I think it's perfectly reasonable to explain to the parents that you and your dd are very nervous of dogs and could they keep it away from her. We have a lively sheltie who loves to chase children (as she sees them as another puppy to play with ) Some of dds friends love her playfulness but one or two are terrified of dogs and I wouldn't dream of leaving the dog out if they visited. I always shut her away in the kitchen under these circumstances and never leave her out unsupervised even with kids who like dogs.

Any resposible dog owner should do the same. I would not be in the slightest bit put out if a parent asked me to keep my dog away from their child.

Fimbo · 03/03/2008 13:00

For fear of continuing said debate over dogs - ANyone who had such a bad attitude towards dogs wouldn't be welcome in my house. I'd be too bloody scared the stupid human would provoke the dog - or worse still just make something up.........

Waves to all fellow stupid humans.

My fil was brought up on a farm with lots of dogs he always maintains that all dogs are trained hunters and you just never know when one will turn.

"it wont touch them/you" makes me want to scream.

lilacclaire · 03/03/2008 13:01

Definetly talk to the parents about keeping the dog in another room. TBH, I am worse than you and wouldn't let mine go!

FioFio · 03/03/2008 13:06

This reply has been deleted

Message withdrawn

Wisteria · 03/03/2008 13:08

Sorry but I'm with wannabe on this - you are being a little ott I think. Go and meet the family & meet the dog yourself before you make decisions. Staffies are usually great round children. It is obviously a family pet so used to children - there's nothing wrong with ensuring that the dog isn't left alone with the dcs though - I would be quite happy if a mum asked me to ensure I was supervising my dogs at all times.

For the record all these 'oh he's usually so good round children' quotes after dog attacks are quite possibly not true anyway. If your dog has been aggressive in the past and you then knowingly allow it to be alone around children etc then you can be prosecuted but if people say it was unexpected/ out of character etc then it is accepted as an 'accident'

gonaenodaethat · 03/03/2008 13:08

Would you just make up an excuse lilaclaire?

OP posts:
Youcannotbeserious · 03/03/2008 13:09

Fimbo... I NEVER said.

I wouldn't ever leave my dog unattended with kids........

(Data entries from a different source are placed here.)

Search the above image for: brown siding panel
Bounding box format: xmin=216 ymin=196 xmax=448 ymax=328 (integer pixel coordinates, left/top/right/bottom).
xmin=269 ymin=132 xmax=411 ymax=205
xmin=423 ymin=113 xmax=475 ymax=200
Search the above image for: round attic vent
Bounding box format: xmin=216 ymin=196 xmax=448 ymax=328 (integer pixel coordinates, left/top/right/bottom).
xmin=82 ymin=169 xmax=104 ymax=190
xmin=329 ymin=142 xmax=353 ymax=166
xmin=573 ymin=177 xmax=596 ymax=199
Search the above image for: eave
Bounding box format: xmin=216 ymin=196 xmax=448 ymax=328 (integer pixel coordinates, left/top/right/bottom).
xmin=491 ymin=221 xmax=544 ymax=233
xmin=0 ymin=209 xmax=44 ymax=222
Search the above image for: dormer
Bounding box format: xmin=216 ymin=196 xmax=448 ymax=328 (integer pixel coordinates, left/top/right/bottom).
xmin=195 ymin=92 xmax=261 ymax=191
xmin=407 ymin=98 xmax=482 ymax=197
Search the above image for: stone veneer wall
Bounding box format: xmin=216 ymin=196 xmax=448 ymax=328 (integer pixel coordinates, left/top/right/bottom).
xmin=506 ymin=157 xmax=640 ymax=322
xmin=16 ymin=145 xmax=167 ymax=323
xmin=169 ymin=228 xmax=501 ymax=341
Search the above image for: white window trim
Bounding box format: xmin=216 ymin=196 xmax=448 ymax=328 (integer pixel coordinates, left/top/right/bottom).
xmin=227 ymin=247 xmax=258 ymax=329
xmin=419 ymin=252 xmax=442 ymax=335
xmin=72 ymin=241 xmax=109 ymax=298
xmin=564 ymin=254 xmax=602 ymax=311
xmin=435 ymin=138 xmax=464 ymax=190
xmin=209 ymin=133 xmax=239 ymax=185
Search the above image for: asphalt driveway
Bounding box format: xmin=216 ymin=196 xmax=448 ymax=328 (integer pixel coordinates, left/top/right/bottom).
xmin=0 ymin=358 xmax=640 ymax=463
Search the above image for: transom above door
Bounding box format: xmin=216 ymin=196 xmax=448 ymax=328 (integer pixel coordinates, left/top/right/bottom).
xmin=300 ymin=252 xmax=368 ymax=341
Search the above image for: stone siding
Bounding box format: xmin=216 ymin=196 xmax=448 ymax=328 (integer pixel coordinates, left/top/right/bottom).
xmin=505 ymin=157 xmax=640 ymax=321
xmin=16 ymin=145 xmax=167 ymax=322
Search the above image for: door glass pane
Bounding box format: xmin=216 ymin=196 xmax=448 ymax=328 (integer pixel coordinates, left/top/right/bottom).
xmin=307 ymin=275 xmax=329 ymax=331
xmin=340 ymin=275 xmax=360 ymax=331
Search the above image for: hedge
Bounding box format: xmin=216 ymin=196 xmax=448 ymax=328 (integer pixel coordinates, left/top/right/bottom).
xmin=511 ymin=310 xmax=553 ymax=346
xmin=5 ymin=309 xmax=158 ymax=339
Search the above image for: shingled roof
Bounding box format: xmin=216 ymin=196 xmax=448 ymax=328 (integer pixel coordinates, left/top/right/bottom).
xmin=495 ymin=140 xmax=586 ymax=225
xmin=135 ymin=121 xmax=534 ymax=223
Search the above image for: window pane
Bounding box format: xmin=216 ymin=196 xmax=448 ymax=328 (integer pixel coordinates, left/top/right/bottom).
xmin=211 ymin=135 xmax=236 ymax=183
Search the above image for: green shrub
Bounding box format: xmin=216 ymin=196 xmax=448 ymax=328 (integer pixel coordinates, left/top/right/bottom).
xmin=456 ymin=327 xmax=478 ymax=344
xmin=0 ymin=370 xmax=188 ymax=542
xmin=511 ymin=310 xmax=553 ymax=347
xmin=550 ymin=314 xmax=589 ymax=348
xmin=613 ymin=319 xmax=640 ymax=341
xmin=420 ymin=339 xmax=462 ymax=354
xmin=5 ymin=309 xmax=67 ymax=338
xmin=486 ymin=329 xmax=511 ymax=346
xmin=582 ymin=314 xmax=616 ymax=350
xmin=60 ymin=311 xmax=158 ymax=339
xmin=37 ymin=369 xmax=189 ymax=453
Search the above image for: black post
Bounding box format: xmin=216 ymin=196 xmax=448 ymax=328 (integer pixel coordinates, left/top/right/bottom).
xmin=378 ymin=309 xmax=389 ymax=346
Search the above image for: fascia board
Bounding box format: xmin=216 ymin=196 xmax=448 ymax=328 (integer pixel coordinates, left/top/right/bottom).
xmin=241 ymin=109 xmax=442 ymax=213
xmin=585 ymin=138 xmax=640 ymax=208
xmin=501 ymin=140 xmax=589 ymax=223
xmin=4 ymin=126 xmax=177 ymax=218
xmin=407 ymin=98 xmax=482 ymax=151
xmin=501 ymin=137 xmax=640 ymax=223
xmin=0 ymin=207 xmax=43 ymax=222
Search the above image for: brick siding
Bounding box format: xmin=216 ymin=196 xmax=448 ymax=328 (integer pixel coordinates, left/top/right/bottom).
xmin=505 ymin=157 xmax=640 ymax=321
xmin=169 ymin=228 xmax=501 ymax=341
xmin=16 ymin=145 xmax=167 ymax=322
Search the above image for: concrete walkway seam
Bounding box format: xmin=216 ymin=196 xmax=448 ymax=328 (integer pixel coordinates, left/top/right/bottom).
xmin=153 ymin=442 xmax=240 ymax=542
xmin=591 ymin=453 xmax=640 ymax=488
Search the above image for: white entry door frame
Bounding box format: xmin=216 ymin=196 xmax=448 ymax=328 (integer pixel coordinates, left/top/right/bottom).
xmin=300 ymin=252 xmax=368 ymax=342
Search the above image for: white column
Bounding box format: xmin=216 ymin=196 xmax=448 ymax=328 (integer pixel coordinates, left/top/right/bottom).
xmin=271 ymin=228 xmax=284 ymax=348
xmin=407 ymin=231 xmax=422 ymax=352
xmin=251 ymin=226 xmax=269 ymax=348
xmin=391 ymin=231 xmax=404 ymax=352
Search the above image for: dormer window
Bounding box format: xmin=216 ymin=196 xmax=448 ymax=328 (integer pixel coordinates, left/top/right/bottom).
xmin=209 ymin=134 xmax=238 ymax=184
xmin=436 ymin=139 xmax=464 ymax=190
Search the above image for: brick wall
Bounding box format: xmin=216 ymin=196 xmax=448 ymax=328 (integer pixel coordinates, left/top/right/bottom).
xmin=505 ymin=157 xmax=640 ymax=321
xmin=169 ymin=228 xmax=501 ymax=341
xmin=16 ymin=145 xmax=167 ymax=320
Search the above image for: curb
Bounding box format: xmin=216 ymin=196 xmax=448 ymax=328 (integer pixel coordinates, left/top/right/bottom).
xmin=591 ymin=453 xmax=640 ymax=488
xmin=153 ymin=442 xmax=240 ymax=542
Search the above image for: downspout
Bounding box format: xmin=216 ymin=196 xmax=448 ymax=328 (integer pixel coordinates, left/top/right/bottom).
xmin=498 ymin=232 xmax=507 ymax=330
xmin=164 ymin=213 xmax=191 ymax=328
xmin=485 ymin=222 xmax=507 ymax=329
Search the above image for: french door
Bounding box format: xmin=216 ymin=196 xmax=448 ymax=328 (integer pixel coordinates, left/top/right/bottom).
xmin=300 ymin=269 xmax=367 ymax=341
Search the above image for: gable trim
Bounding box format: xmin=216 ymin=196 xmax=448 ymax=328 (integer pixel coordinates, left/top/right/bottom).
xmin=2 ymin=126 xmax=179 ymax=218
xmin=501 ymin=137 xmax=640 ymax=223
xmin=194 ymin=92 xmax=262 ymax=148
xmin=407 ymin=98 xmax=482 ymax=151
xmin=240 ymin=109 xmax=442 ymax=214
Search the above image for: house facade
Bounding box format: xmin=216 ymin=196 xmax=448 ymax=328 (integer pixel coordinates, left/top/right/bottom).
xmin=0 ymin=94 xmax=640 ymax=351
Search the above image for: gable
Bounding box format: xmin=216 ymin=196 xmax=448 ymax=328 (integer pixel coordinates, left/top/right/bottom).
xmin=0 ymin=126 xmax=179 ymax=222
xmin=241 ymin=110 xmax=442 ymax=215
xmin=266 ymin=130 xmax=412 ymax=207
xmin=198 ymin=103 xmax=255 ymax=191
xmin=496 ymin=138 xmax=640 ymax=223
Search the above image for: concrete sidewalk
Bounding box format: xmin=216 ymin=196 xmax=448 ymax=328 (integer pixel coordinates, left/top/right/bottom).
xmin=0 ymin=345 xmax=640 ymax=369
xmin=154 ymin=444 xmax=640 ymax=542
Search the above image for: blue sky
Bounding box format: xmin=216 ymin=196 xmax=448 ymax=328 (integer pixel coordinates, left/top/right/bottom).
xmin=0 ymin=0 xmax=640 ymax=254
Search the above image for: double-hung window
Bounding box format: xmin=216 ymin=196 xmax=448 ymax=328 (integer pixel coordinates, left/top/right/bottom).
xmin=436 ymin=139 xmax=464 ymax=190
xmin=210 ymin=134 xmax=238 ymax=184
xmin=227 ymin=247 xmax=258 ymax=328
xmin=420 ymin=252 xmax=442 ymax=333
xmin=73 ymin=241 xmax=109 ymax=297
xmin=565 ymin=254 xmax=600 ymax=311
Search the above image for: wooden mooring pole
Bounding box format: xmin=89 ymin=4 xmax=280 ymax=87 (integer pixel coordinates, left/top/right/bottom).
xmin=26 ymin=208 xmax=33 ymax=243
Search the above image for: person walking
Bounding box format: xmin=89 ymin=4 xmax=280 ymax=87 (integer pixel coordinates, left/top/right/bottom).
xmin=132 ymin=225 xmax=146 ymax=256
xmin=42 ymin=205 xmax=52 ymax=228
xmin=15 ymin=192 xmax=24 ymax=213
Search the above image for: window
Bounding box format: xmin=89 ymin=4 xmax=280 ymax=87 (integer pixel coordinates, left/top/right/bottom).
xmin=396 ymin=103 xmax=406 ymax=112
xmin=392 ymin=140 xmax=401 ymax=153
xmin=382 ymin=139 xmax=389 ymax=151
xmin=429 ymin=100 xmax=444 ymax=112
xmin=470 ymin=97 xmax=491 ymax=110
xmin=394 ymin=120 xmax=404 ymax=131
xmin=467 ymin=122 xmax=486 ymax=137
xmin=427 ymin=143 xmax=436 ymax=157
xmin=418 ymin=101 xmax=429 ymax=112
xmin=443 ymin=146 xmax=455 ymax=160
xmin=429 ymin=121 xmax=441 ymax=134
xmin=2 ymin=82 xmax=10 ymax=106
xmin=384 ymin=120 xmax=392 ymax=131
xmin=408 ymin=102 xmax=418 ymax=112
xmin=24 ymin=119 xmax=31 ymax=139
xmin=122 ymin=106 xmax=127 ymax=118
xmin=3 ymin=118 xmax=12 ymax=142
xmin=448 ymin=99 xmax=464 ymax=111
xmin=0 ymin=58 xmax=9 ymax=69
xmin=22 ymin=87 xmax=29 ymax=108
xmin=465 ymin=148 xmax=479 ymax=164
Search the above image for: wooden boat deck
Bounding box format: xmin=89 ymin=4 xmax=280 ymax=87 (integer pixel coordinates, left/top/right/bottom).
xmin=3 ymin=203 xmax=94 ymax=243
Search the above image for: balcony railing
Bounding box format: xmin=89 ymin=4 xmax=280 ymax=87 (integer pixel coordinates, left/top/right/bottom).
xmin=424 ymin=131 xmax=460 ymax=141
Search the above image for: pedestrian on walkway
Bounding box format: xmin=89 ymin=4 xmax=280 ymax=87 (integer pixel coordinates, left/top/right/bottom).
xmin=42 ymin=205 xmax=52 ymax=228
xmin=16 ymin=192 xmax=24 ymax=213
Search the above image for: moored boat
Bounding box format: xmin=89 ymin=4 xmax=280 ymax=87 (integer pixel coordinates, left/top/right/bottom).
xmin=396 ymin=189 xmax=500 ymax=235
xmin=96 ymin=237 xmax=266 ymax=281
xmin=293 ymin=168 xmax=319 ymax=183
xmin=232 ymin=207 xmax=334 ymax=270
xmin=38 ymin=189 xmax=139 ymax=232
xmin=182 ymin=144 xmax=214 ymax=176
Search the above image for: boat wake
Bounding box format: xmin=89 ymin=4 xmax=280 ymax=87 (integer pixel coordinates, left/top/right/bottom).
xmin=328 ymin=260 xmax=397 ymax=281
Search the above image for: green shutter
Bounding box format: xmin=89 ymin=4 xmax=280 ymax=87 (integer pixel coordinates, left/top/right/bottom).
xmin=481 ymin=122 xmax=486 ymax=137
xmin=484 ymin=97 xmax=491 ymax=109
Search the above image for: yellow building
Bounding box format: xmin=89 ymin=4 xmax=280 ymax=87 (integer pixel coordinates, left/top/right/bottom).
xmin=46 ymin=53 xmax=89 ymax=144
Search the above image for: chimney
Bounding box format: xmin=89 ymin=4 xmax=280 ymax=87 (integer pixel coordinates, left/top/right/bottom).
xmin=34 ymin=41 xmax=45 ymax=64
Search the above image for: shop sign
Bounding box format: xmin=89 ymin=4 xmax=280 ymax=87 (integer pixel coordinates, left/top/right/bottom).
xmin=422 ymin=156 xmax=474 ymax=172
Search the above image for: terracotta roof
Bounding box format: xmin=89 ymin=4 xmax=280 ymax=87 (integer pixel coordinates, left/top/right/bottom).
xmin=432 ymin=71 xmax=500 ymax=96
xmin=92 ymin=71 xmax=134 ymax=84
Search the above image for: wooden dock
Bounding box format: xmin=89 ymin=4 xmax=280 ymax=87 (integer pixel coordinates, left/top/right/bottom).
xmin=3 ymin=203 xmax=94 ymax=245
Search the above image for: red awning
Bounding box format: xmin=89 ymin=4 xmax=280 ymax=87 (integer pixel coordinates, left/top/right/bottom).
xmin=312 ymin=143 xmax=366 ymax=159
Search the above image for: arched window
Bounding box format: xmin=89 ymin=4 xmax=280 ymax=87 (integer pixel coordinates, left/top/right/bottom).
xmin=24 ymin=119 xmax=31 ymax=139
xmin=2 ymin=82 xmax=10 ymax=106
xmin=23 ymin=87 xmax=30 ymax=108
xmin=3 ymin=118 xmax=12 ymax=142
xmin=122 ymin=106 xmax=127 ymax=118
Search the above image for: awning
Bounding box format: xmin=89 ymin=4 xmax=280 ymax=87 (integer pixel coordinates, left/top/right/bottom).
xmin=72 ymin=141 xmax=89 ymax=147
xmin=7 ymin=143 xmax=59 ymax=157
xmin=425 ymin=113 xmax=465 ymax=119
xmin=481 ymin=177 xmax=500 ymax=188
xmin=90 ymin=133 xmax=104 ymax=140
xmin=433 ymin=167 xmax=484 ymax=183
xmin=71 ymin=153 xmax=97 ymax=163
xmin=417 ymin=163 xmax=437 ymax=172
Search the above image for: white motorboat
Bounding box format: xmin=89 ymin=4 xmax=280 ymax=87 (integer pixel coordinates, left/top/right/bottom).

My point is that you cannot assume that ALL dogs are aggressive (or even could be) OR that ALL owners will take risks.

I wouldn't EVER take a risk with my dog, EVER.

rookiemater · 03/03/2008 13:12

Do you know I find this thread somewhat amusing.

There was a thread a few days ago about using a baby monitor when abroad or away, and it finally got to the point where one mother said that she had to be on the same floor as her child otherwise she would worry and the general consensus seemed to be that even if you were in the same hotel/building with a perfectly functional monitor it was deemed to be an excessive risk.

And yet most people are now saying that its fine for your child to play in the same house as a dog without knowing at all if the dog is likely to harm or not.

I don't see what asking the owners is going to do quite frankly if it is the type of dog that is agressive, they are not going to say, well yes it is a vicious old soul but out love for it outweighs our concerns for someone elses child.